Abstract
In order to integrate cues from different perceptual modalities the cues must be brought into a common coordinate frame. Previous work in cue combination assumes that no sensorimotor transformation noise (STN) is present during multi-modal cue integration. The goal of the present study is to show that the choice of common coordinate frame matters in the presence of STN, both to generate optimal estimates, and in terms of human performance.
Theoretically, we demonstrate that performing cue combination in the coordinate frame of the most reliable individual cue is optimal, when STN is present. In addition, we model integration of information across trials as Bayesian learning with forgetting, and show that the learned posterior distributions should also be stored in the most reliable coordinate frame. Given that vision is dominant for many tasks, this provides a possible theoretical explanation for the common empirical finding that object position estimates are stored in eye position coordinates (e.g., Batista, et. al, 1999).

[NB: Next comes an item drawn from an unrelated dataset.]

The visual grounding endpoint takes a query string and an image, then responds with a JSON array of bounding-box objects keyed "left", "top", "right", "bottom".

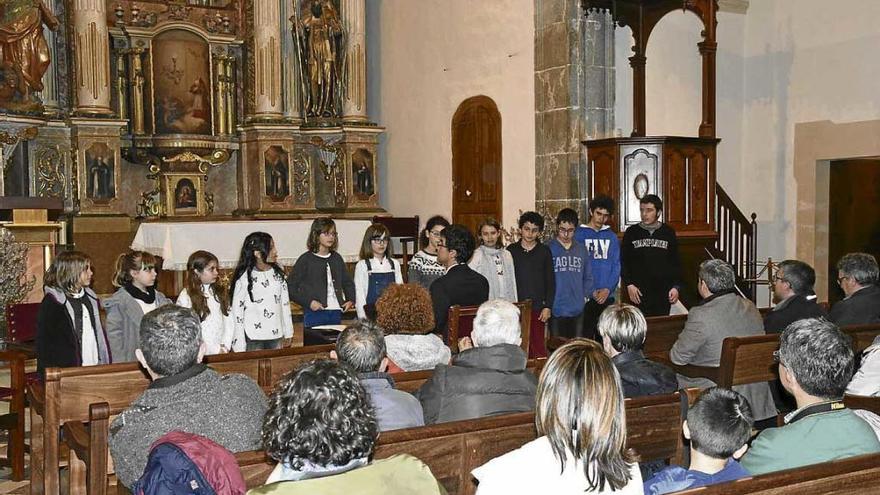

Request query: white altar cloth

These theoretical results will be used to model findings from a reaching task. The task involved reaching to a cylindrical object, whose location was specified by visual and haptic information. STN was varied by changing the relationship between the head, eyes, and object. The results show that reach trajectories systematically vary as a function of STN. Moreover, reaches are consistent with predictions made by storing estimates of the target's location in the most reliable coordinate frame. Overall, the results of this study suggest that coordinate frames are not interchangeable — for a given task there may be a preferred frame of reference.